5.4 Pengaruh Konteks Pada Perilaku Yang Tidak Etis
Faktor terakhir yang seharusnya memengaruhi keinginan seorang negosiator
untuk bertindak secara tidak etis adalah faktor pengaruh konteks. Unsur-unsur dari
suatu konteks tersebut yaitu : pengalaman masa lalu sang negosiator dengan taktik-
taktik nya yang tidak etis, peranan insentif dalam suatu situasi, sifat dasar pihak lain,
hubungan antara negosiator dan pihak lain, kekuatan relatif antara negosiator, cara
berkomunikasi apakah seorang negosiator bertindak sebagai pelaku atau agen, dan
norma kelompok dan organisasi serta tekanan yang menentukan proses negosiasi.

6. Bagaimana Negosiator Berhubungan dengan Pihak Lain yang Melakukan


Penipuan ?
6.1 Tanyakan pertanyaan yang menyelidik

1. Fase pertanyaan dengan cara berbeda


2. Paksa pihak lainnya untuk berbohong atau mundur
3. Uji pihak lain
4. “panggil” Taktik
5. Abaikan Taktik
6. Diskusikan apa yang anda lihat dan Tawarkan bantuan supaya pihak lain
berperilaku lebih jujur

III. KESIMPULAN
Proses negosiasi sering menimbulkan masalah etika dan kritis , disini telah di
bahas factor – factor negosiator yang menipu dan tidak etis, terdapat studi taktik
etis dari kerangka pengambilan keputusan , menguji keetisan dari pilihan yang di
buat negosiator.
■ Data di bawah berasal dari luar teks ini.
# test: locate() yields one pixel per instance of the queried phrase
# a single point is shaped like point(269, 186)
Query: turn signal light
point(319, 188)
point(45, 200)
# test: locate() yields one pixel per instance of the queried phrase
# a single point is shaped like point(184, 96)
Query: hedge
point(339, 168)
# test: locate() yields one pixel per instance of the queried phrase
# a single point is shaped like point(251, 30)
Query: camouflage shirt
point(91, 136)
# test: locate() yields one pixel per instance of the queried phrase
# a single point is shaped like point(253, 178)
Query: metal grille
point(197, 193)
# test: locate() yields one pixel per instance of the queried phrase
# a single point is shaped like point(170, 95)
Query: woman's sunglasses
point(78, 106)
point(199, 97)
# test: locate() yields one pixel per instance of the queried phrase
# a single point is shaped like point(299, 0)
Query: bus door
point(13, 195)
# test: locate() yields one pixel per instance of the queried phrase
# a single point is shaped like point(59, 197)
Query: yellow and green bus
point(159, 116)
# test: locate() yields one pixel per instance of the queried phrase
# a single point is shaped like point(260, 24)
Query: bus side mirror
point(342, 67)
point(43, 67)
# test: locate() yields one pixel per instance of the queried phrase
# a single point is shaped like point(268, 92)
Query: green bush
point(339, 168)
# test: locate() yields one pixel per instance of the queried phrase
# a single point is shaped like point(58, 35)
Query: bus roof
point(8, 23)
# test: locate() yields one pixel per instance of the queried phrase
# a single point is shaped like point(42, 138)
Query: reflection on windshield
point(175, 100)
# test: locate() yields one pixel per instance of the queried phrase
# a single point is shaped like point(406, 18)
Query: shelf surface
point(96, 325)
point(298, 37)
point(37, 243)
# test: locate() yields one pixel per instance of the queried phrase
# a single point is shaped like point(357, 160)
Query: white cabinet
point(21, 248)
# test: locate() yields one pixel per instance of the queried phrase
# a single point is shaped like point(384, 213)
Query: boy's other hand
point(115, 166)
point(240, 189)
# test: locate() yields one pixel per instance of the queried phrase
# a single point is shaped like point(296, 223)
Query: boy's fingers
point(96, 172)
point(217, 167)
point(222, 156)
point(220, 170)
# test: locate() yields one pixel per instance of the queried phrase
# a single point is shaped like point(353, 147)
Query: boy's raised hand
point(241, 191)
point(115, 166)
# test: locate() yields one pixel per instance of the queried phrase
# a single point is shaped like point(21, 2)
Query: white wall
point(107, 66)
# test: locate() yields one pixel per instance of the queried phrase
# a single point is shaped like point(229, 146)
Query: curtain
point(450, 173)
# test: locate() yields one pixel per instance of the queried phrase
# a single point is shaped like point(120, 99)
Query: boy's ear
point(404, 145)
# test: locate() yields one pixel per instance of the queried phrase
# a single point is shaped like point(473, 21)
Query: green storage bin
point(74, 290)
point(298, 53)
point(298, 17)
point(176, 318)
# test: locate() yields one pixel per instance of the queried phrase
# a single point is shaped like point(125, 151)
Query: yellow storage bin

Ada empat pendekatan fundamental untuk alasan etis dan
memperlihatkan bagaimana setiap pendekatan di pakai dalam membuat keputusan
yang sesuai dengan etika bernegosiasi. Negosiator sering kali mengabaikan fakta
bahwa jika mereka menggunakan taktik dan cara yang tidak etis , hal ini bisa
membawa mereka kea rah reputasi yang tercoreng dan keefektifan yang berkurang.